Et l’histoire que raconte le clip dont l’esthétique fait penser à Barry Lindon ?

- C’est une déformation professionnelle de faire cette référence ! Mais c’est vrai qu’il y a un travail des lumières un peu analogue, des éclairages à la bougie, des maquillages blancs. Le libertinage évoquait le 17ème siècle, et comme j’aime beaucoup le film de Ridley Scott, « Duellistes », je voulais insérer un duel. Tout ce travail s’est fait à deux, je n’en revendique pas la maternité ! Ce qui compte, c’est le résultat ! Ma part à moi, c’est d’être présente dans tout.

Quel cinéma aimez-vous ?

- Des cinéastes, plutôt : Stanley Kubrick, Elia Kazan, Polanski, Clouzot, Jean-Jacques Annaud…

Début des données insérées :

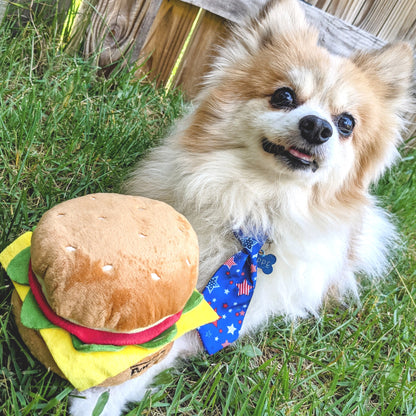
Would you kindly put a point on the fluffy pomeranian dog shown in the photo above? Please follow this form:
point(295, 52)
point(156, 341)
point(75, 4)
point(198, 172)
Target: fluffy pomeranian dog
point(284, 139)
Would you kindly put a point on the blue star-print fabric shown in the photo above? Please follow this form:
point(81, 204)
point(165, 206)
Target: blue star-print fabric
point(229, 293)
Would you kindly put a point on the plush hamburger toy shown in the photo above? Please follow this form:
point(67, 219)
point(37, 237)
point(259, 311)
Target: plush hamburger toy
point(104, 285)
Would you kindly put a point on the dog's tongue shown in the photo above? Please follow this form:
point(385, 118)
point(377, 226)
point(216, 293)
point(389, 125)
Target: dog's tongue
point(300, 155)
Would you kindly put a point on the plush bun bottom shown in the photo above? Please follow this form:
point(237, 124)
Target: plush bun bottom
point(38, 348)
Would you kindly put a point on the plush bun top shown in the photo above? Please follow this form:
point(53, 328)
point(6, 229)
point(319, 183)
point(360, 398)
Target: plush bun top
point(115, 262)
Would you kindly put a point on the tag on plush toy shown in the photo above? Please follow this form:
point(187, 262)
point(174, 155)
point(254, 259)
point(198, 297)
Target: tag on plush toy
point(107, 267)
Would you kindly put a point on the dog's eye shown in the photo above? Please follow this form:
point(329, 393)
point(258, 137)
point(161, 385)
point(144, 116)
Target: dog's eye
point(345, 124)
point(283, 98)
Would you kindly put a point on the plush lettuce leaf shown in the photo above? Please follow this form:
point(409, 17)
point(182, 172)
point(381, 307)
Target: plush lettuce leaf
point(19, 266)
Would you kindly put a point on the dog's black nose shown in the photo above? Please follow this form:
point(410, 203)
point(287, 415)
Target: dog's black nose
point(315, 130)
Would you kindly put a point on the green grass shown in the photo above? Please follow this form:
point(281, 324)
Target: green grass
point(65, 132)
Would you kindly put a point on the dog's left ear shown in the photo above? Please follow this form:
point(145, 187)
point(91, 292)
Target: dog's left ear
point(391, 68)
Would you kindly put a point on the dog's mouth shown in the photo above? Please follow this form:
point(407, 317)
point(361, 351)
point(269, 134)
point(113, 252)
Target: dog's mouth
point(296, 158)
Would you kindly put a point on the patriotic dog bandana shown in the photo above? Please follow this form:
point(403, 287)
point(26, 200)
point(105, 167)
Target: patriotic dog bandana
point(229, 293)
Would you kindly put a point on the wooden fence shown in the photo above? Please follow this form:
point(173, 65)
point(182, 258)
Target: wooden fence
point(173, 39)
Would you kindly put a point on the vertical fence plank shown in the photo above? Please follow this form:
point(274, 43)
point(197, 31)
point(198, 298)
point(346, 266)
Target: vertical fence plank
point(198, 56)
point(116, 26)
point(166, 38)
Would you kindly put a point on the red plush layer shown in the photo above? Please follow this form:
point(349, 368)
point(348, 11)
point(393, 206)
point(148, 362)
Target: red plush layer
point(95, 336)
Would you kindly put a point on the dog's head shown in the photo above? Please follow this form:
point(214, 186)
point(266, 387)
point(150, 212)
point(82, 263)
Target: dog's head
point(302, 113)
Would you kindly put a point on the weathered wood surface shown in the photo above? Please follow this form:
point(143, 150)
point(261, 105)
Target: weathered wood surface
point(153, 32)
point(210, 31)
point(386, 19)
point(118, 29)
point(167, 35)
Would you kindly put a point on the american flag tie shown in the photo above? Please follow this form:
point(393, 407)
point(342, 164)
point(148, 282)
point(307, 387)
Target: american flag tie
point(229, 293)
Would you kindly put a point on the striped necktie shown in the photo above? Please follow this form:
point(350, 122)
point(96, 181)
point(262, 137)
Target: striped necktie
point(229, 293)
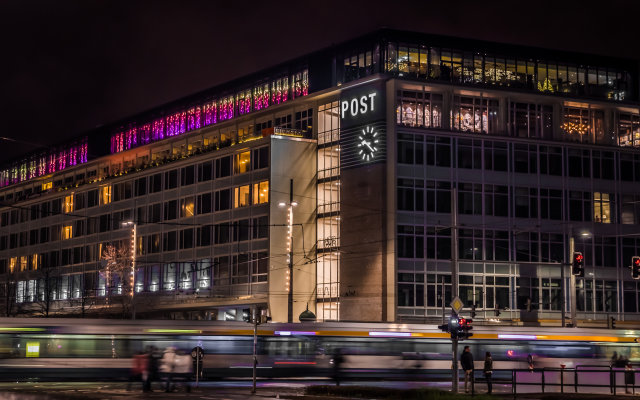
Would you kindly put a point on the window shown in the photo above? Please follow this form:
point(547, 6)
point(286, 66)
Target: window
point(601, 208)
point(531, 120)
point(261, 192)
point(186, 239)
point(105, 195)
point(241, 196)
point(419, 109)
point(474, 114)
point(141, 186)
point(304, 120)
point(169, 276)
point(583, 125)
point(629, 130)
point(187, 207)
point(170, 210)
point(242, 162)
point(205, 171)
point(169, 241)
point(155, 183)
point(223, 167)
point(171, 179)
point(204, 203)
point(222, 200)
point(68, 204)
point(187, 175)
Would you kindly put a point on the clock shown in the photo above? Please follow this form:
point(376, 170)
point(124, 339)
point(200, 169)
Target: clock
point(368, 143)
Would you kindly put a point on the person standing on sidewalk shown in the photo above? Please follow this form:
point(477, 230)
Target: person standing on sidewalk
point(466, 361)
point(488, 371)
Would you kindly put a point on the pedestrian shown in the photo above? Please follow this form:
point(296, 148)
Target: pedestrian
point(153, 360)
point(466, 361)
point(167, 366)
point(182, 369)
point(488, 371)
point(629, 378)
point(139, 369)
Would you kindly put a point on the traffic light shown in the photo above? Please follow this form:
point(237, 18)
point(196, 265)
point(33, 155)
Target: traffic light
point(246, 314)
point(454, 324)
point(635, 267)
point(577, 267)
point(464, 328)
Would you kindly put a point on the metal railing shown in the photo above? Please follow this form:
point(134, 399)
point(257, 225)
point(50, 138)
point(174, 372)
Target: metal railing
point(593, 376)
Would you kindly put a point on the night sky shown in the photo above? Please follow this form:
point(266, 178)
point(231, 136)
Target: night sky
point(68, 67)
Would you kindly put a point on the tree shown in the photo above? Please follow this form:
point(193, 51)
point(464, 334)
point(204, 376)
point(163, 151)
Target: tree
point(117, 274)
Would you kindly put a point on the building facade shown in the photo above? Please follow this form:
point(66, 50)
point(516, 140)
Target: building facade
point(421, 166)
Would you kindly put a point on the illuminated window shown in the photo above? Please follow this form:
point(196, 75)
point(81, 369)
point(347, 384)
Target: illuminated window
point(241, 197)
point(67, 232)
point(242, 162)
point(105, 195)
point(261, 192)
point(187, 208)
point(601, 208)
point(68, 203)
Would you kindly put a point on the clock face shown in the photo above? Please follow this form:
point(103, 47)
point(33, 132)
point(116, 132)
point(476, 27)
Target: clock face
point(368, 143)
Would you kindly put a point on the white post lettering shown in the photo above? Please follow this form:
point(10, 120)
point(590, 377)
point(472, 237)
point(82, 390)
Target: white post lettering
point(354, 107)
point(371, 96)
point(344, 106)
point(363, 104)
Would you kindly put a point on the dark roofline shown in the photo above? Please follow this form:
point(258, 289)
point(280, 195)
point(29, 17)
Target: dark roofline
point(100, 136)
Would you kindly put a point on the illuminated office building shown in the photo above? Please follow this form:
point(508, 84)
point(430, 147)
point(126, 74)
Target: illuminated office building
point(539, 147)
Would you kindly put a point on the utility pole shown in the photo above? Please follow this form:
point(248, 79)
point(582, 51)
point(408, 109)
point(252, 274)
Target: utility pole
point(290, 227)
point(454, 283)
point(254, 318)
point(572, 282)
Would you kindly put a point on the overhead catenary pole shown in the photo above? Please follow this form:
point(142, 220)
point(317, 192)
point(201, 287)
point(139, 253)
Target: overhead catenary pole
point(290, 227)
point(454, 284)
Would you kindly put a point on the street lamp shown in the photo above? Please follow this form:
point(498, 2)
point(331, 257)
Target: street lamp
point(572, 280)
point(134, 233)
point(292, 203)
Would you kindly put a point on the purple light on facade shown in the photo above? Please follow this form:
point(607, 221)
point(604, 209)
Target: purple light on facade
point(390, 334)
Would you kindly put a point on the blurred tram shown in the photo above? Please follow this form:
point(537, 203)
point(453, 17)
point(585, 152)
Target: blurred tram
point(85, 349)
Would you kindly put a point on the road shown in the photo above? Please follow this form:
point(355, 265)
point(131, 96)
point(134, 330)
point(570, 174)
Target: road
point(232, 390)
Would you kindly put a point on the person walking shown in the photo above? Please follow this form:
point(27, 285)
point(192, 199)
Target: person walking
point(488, 371)
point(629, 378)
point(167, 365)
point(139, 369)
point(466, 361)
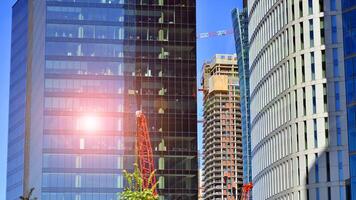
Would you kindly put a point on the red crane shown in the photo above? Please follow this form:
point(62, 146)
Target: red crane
point(144, 151)
point(246, 189)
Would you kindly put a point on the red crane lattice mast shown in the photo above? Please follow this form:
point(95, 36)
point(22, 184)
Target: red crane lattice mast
point(246, 189)
point(144, 151)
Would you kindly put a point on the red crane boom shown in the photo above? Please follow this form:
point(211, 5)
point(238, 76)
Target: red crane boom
point(246, 189)
point(144, 151)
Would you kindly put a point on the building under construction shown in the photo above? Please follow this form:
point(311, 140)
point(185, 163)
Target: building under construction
point(222, 129)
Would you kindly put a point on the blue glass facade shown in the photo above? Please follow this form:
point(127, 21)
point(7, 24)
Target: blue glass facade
point(349, 29)
point(104, 60)
point(240, 23)
point(17, 112)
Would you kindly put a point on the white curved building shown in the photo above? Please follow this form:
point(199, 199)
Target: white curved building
point(298, 115)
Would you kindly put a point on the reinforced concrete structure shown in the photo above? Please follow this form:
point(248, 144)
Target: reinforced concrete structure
point(299, 129)
point(80, 69)
point(240, 23)
point(222, 129)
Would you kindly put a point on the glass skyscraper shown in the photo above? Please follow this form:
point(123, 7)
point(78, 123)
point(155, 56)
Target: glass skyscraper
point(349, 34)
point(80, 69)
point(240, 23)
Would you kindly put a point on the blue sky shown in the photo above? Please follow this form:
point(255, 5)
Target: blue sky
point(212, 15)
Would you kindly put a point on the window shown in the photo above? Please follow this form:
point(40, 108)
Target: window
point(321, 5)
point(311, 32)
point(338, 130)
point(333, 29)
point(293, 13)
point(303, 68)
point(315, 125)
point(300, 8)
point(301, 35)
point(336, 62)
point(327, 166)
point(322, 30)
point(305, 136)
point(304, 102)
point(310, 6)
point(323, 64)
point(326, 122)
point(314, 99)
point(340, 165)
point(325, 98)
point(312, 65)
point(337, 96)
point(306, 170)
point(317, 194)
point(333, 5)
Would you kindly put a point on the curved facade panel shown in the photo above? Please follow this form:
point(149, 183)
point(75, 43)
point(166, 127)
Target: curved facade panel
point(298, 129)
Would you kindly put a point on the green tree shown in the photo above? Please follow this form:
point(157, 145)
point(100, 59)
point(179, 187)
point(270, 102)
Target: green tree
point(28, 196)
point(135, 190)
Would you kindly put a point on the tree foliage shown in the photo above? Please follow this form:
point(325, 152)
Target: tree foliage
point(135, 190)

Regardez-vous les films en vidéo, chez vous ?

- De plus en plus, par fainéantise ! Je regarde tous les films que j’ai ratés pendant une période où je n’avais pas envie d’aller au cinéma, peut-être parce que j’avais envie d’en faire ! Je viens de revoir pour la cinquantième fois « Un tramway nommé désir » et bientôt je vais voir « E.T. » dont on va me prêter une cassette !

Vous a-t-on proposé de faire du cinéma ?

- Non. Je ne vais pas au devant des gens qui pourraient m’en faire faire, je sors peu et surtout, avoir fait deux clips dans un esprit cinéma ne prouve pas qu’on est une fabuleuse comédienne !

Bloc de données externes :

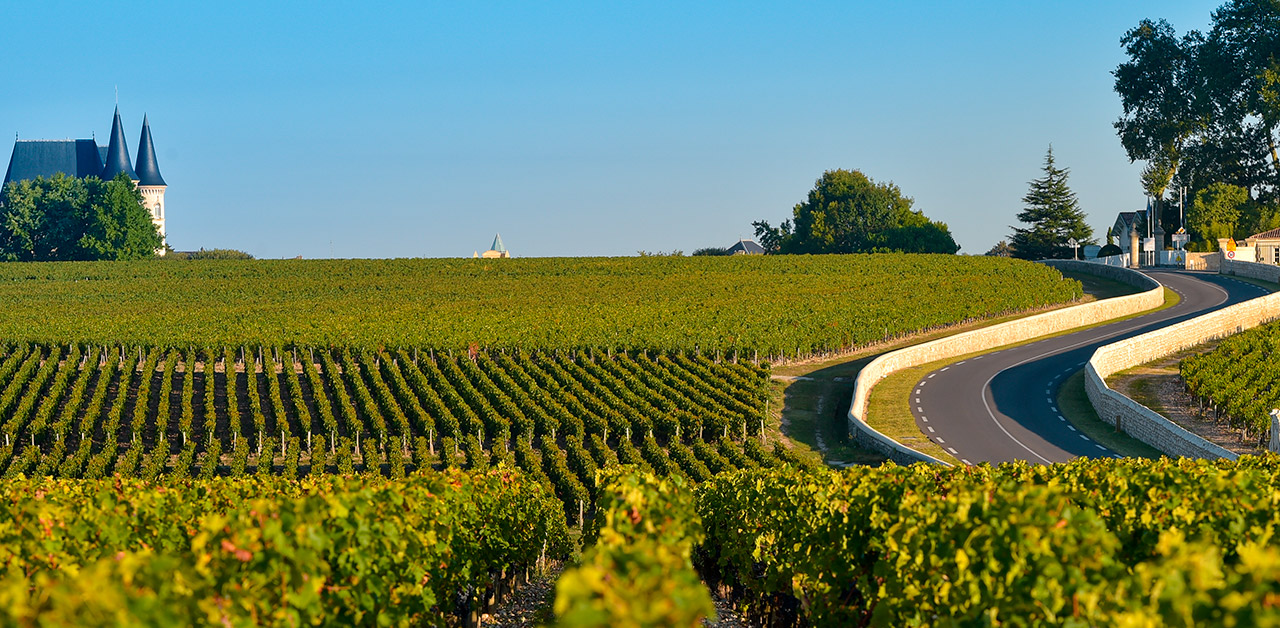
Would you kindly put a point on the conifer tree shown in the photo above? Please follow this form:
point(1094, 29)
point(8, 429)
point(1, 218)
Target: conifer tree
point(1052, 216)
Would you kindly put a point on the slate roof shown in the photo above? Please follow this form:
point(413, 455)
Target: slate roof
point(149, 172)
point(118, 152)
point(46, 157)
point(1271, 234)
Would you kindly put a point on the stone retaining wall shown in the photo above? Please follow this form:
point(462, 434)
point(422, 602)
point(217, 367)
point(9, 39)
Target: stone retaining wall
point(987, 338)
point(1252, 270)
point(1142, 422)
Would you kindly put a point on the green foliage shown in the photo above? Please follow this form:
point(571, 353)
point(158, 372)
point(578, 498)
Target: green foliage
point(384, 402)
point(712, 251)
point(1202, 109)
point(209, 253)
point(1052, 215)
point(849, 212)
point(1089, 542)
point(64, 218)
point(338, 551)
point(1239, 380)
point(1215, 212)
point(638, 572)
point(744, 305)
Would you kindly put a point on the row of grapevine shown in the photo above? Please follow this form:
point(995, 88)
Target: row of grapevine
point(256, 411)
point(428, 550)
point(1091, 542)
point(636, 568)
point(754, 307)
point(1238, 383)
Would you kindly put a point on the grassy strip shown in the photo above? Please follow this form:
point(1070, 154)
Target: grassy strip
point(1077, 408)
point(890, 411)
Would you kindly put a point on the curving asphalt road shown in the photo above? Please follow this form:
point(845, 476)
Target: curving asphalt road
point(1001, 406)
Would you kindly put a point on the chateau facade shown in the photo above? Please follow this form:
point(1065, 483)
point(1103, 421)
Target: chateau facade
point(85, 157)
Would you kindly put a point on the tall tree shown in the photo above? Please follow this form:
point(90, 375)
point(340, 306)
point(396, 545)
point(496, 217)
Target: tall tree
point(849, 212)
point(64, 218)
point(1054, 216)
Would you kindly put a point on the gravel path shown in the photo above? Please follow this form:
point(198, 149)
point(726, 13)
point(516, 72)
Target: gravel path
point(531, 605)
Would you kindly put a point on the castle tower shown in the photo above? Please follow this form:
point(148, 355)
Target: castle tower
point(150, 183)
point(118, 152)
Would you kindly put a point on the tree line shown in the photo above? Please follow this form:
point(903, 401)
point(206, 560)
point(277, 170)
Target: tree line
point(65, 218)
point(1202, 110)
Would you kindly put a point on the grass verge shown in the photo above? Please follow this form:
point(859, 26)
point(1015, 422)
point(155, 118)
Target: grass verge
point(1079, 412)
point(890, 411)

Pourquoi faites-vous mourir Libertine à la fin du clip, comme dans un film où il est ‘moral’ de supprimer une fille de petite vertu ?

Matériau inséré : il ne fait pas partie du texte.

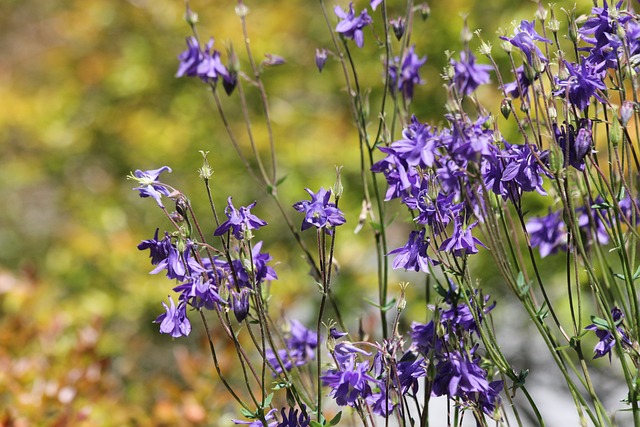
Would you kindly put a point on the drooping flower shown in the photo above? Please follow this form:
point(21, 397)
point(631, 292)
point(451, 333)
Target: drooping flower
point(524, 38)
point(319, 212)
point(548, 233)
point(149, 184)
point(301, 344)
point(575, 145)
point(405, 76)
point(210, 68)
point(582, 84)
point(606, 339)
point(240, 221)
point(413, 255)
point(468, 75)
point(351, 25)
point(349, 383)
point(461, 241)
point(321, 58)
point(174, 321)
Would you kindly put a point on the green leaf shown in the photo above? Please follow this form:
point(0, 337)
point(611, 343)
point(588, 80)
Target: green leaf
point(247, 413)
point(335, 420)
point(267, 400)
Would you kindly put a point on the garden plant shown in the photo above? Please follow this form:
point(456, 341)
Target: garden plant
point(562, 191)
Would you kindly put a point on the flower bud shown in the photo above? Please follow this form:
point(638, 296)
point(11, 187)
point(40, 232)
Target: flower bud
point(425, 11)
point(505, 107)
point(240, 304)
point(321, 58)
point(626, 112)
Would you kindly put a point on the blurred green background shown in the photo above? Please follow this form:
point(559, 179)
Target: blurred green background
point(88, 94)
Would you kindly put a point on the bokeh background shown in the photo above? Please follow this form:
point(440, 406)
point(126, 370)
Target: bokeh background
point(87, 94)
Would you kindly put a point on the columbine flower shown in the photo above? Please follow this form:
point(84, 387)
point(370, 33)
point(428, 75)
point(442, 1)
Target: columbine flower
point(583, 83)
point(524, 38)
point(548, 233)
point(240, 221)
point(301, 344)
point(413, 255)
point(351, 25)
point(468, 75)
point(607, 340)
point(574, 144)
point(149, 184)
point(406, 75)
point(458, 376)
point(461, 241)
point(174, 321)
point(319, 212)
point(210, 67)
point(349, 383)
point(321, 58)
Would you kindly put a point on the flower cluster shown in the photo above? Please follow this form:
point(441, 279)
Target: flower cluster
point(205, 63)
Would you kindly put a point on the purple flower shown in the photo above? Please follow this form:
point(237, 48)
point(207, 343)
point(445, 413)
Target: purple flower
point(574, 144)
point(149, 184)
point(319, 212)
point(600, 30)
point(210, 67)
point(351, 25)
point(301, 344)
point(604, 334)
point(548, 233)
point(515, 170)
point(399, 26)
point(461, 241)
point(406, 75)
point(458, 376)
point(582, 84)
point(174, 321)
point(321, 58)
point(413, 255)
point(240, 221)
point(468, 75)
point(349, 383)
point(524, 39)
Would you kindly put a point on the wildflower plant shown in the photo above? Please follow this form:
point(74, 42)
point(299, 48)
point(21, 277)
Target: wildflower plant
point(564, 187)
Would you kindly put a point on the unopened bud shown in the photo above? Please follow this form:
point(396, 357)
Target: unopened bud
point(398, 25)
point(505, 107)
point(338, 189)
point(626, 112)
point(425, 11)
point(615, 132)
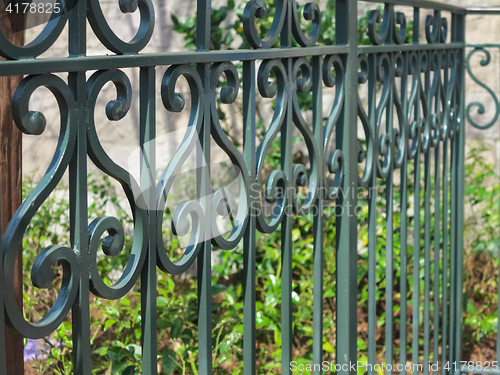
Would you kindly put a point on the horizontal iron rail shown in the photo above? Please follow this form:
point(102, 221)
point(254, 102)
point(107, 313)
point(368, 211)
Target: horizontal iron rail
point(483, 10)
point(490, 45)
point(65, 64)
point(466, 370)
point(423, 4)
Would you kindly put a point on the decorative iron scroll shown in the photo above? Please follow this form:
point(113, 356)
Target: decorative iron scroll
point(480, 107)
point(414, 109)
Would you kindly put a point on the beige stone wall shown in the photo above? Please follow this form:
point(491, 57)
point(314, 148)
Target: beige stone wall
point(122, 137)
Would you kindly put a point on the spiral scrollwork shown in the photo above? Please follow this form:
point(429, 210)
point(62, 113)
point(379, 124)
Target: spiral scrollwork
point(276, 183)
point(257, 9)
point(436, 28)
point(485, 61)
point(302, 74)
point(333, 64)
point(228, 95)
point(43, 41)
point(108, 37)
point(112, 245)
point(175, 102)
point(388, 29)
point(368, 154)
point(42, 275)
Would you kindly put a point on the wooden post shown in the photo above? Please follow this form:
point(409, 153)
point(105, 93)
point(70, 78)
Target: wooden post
point(11, 178)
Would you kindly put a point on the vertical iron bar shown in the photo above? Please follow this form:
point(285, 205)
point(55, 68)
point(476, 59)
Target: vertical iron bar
point(205, 256)
point(249, 245)
point(427, 232)
point(372, 221)
point(444, 339)
point(453, 246)
point(318, 223)
point(287, 223)
point(148, 182)
point(437, 253)
point(204, 187)
point(3, 343)
point(459, 203)
point(78, 226)
point(427, 258)
point(77, 38)
point(389, 244)
point(404, 229)
point(416, 245)
point(346, 13)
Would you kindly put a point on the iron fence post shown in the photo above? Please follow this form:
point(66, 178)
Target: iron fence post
point(347, 222)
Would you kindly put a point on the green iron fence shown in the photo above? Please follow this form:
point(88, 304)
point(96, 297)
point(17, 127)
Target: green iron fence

- Là, j’avoue que c’est une idée du metteur en scène. Je trouve que la fin est belle, c’est une histoire triste de  toute façon, mais rassurez-vous, c’est la version cinéma ! A la télévision, elle est écourtée, on ne voit pas le duel au début. Ca commence avec le galop du cheval, et ça se termine à la sortie du salon, avant que Libertine ne meure.

Une chanson immorale devrait finir immoralement, non ? Où se situent d’après vous l’immoralité et la provocation qu’on vous attribue dans la presse ?

- Fatalement à travers mes chansons, et aussi dans les chorégraphies que je fais à la télé. Certains gestes dérangent terriblement les gens.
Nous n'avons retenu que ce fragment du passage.